2014 erhielt der indische Historiker und Publizist Pankaj Mishra für sein Buch "Aus den Ruinen des Empires. Die Revolte gegen den Westen und der Wiederaufstieg Asiens"“ den Leipziger Buchpreis zur europäischen Verständigung verliehen. Gewürdigt wurde damals der nicht-europäische Blick auf den Westen, den der Autor in seinem Werk entfaltet. Dieser sei, so informiert die Website der Stadt Leipzig, für die Selbstverständigung Europas über die eigene Rolle in der heutigen Welt unentbehrlich.

Am 26.03.2023 hat das ZDF den zwischen Indien und Europa pendelnden Erfolgsautor zu Wort kommen lassen - befragt von dem Philosophen Richard David Precht. Wir freuen uns darüber, denn ein nicht-europäischer Blick auf die Dinge ist heute nötiger denn je.

Seit dem Ukraine-Krieg scheint, zumindest können wir das für Deutschland sagen, das Gesichtsfeld eher enger zu werden.
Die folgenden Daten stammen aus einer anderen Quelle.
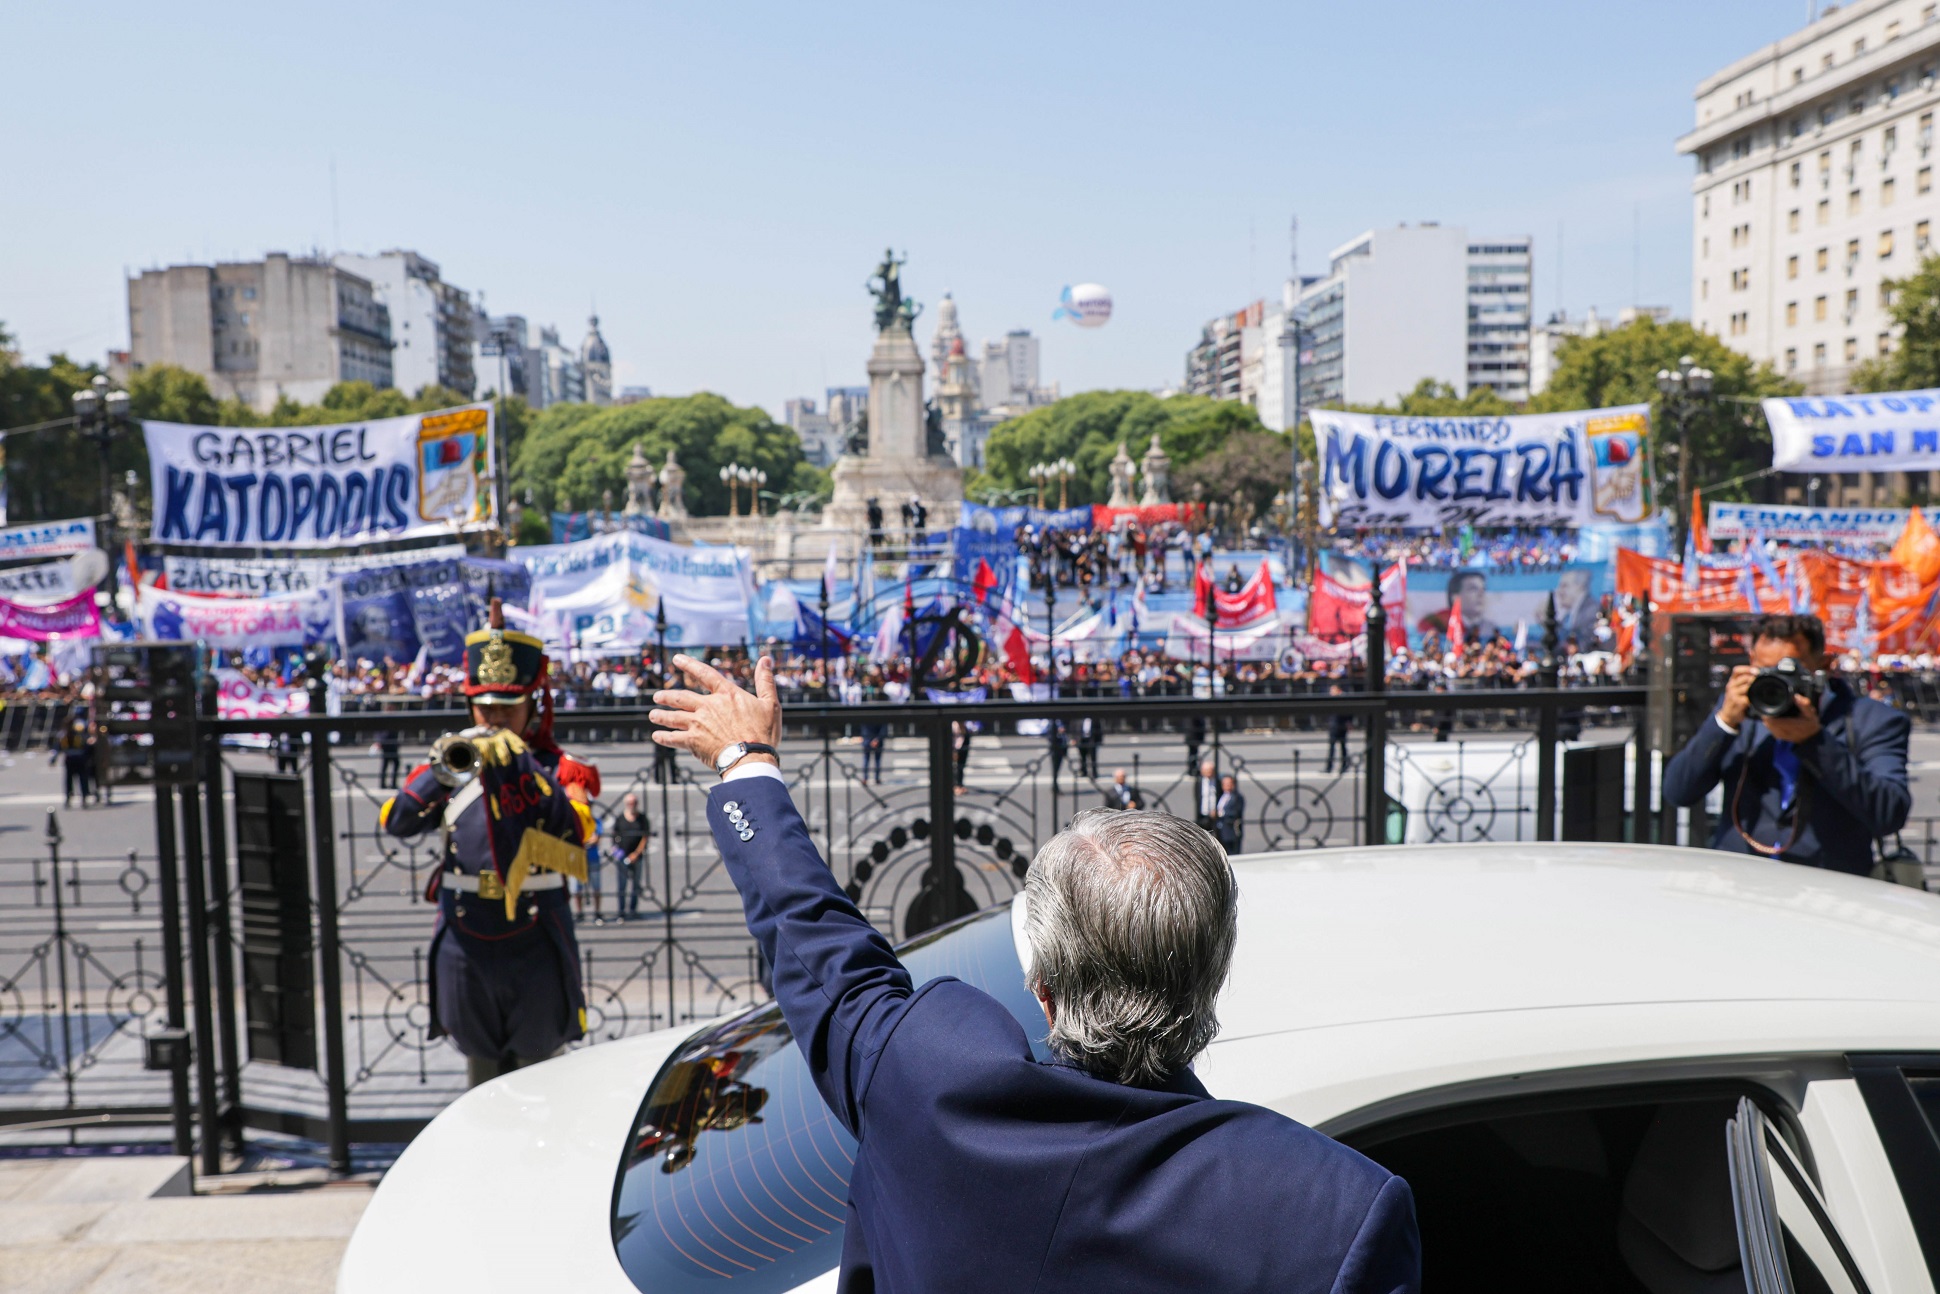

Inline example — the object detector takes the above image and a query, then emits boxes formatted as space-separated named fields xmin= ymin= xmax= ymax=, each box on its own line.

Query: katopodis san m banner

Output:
xmin=1312 ymin=405 xmax=1653 ymax=530
xmin=143 ymin=405 xmax=495 ymax=547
Viele außereuropäische Geschehnisse, z.B. die Kriege in der Westsahara oder im Jemen, sind kaum noch eine Meldung wert. Es gibt kaum noch Gegenentwürfe zur Politik der USA, die auch von Ländern des globalen Südens erwarten, sich der Konfrontation mit Russland und China anzuschließen.

Aber sind Europa und die USA überhaupt noch der Nabel der Welt? Mishra verneint dies. Insbesondere stellt er klar, dass „die Zeit, in der der Westen durch seine Interventionen die Weltordnung bestimmte“, vorbei ist. Es gäbe heute viele wichtige Akteure auf der ganzen Welt. Und die würden die Weltordnung zunehmend gestalten. „Lassen Sie uns ihre Rolle anerkennen“, so seine Aufforderung.

Bemerkenswert findet der Autor zum Beispiel, dass China kürzlich ein Abkommen zwischen den bisher verfeindeten Regionalmächten Saudi-Arabien und Iran verhandelt hat, und dieser Schritt von der westlichen Presse kaum beachtet wurde. Dabei sei China damit zu einem wichtigen Akteur im Mittleren Osten aufgestiegen. (Herausgekommen ist dabei kürzlich eine Friedensperspektive für den Jemen.)

Parallel dazu verliere der Westen zunehmend an Glaubwürdigkeit: „Spätestens seit Donald Trump und Boris Johnson ist der globale Süden nicht mehr bereit, die USA im Glanz westlicher Werte zu sehen.“

Deutschland regt er dazu an, sich von der Erzählung der vergangenen 30 Jahre, Globalisierung sei identisch mit Amerikanisierung, zu lösen. Deutschland sei ein Sonderfall in der westlichen Entwicklung, denn anders als die Kolonialmächte Frankreich, Großbritannien und USA habe es Verantwortung für die in der Vergangenheit begangenen Verbrechen übernommen. Nach der Teilung sei es darüber hinaus wichtig für die Einigung West-und Osteuropas geworden.
Deutschland sei prädestiniert dafür, mehr Verantwortung zu übernehmen und sich, so sinngemäß, ein unabhängiges Denken zu leisten, das die rasanten Veränderungen in der Welt nachvollzieht und das aus dem Schatten der USA heraustritt.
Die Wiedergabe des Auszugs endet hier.